Brian O'Connell (34:38):
Yeah, I think the great American consumer should pay attention to what's going on in Washington. Obviously the difference between a Biden administration and the Trump administration. I'm not political at all. I'm just talking on a regulatory policy writing front. The relationship that the industry and obviously their lobbyists are going to have with the decision-makers in Washington, DC, federal and state insurance policies going to come out of these talks in these conversations. What kind of policies will Mr. Kennedy implement? What kind of policies will we see out of the new Consumer Financial Protection Bureau if it survives? Things like that. So the dance between big government and big business and insurance surely is a big business, is always a precursor to what we're going to see two years from now, just like technology.
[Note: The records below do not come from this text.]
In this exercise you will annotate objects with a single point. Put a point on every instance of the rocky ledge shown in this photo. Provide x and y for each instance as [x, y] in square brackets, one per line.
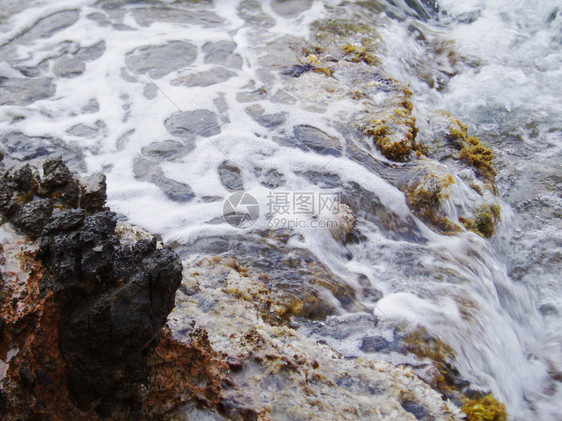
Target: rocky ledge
[84, 307]
[81, 311]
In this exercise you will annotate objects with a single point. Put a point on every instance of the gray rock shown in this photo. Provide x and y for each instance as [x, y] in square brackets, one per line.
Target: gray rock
[377, 344]
[317, 140]
[93, 193]
[283, 97]
[92, 52]
[91, 107]
[146, 170]
[100, 19]
[147, 16]
[251, 96]
[24, 91]
[189, 123]
[272, 179]
[48, 25]
[251, 12]
[206, 78]
[230, 176]
[159, 60]
[290, 8]
[222, 52]
[33, 216]
[269, 121]
[419, 411]
[168, 150]
[26, 148]
[82, 130]
[124, 139]
[150, 91]
[325, 180]
[548, 310]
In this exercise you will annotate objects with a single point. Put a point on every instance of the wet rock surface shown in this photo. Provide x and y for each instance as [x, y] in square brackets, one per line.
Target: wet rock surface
[69, 67]
[298, 279]
[230, 176]
[207, 78]
[25, 91]
[159, 60]
[190, 123]
[96, 307]
[146, 170]
[222, 52]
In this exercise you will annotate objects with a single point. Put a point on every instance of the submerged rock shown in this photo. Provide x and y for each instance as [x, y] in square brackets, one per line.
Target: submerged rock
[276, 372]
[24, 91]
[159, 60]
[146, 170]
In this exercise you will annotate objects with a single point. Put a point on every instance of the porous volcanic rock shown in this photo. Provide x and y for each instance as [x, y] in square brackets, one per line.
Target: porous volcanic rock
[80, 313]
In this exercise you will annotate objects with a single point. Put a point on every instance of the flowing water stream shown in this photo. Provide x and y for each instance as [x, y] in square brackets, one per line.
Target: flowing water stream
[182, 103]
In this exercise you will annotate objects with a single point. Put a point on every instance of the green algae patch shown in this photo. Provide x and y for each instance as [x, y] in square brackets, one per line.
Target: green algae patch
[424, 196]
[357, 54]
[485, 220]
[487, 408]
[394, 134]
[473, 151]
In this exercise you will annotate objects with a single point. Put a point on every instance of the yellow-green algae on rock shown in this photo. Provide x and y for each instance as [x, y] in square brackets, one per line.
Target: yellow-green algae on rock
[277, 372]
[473, 151]
[487, 408]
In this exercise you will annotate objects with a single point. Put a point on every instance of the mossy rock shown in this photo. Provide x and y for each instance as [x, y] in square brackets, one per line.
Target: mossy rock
[487, 408]
[485, 219]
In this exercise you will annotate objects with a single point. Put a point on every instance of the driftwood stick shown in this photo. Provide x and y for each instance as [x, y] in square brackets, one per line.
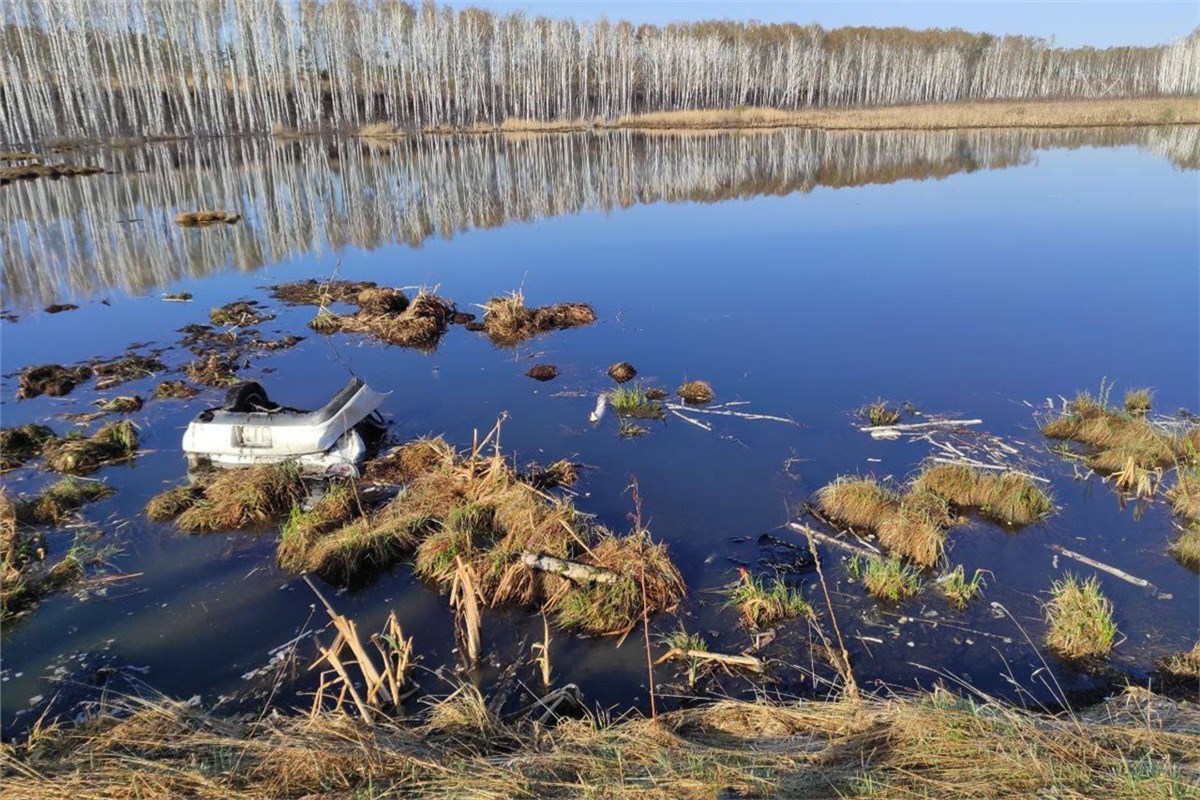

So I'd keep my eyes on that and I would also be looking at my policy because it's easier to do faster to read through ai, things like that. Things you could do as a consumer that are much better than they were two, three years ago using again, AI in particular.
Patti Harman (35:48):
Yes, very true. Well, thank you so much for joining us today, Brian, and for sharing your insights on some of the factors that are going to affect the insurance industry in 2025. I want to thank our audience for joining us today, and please join us for our next Leaders session when we take a look at how insurers are attracting new talent and retaining and upskilling their current staffs. I'm Patti Harman for Digital Insurance and please enjoy the rest of your afternoon.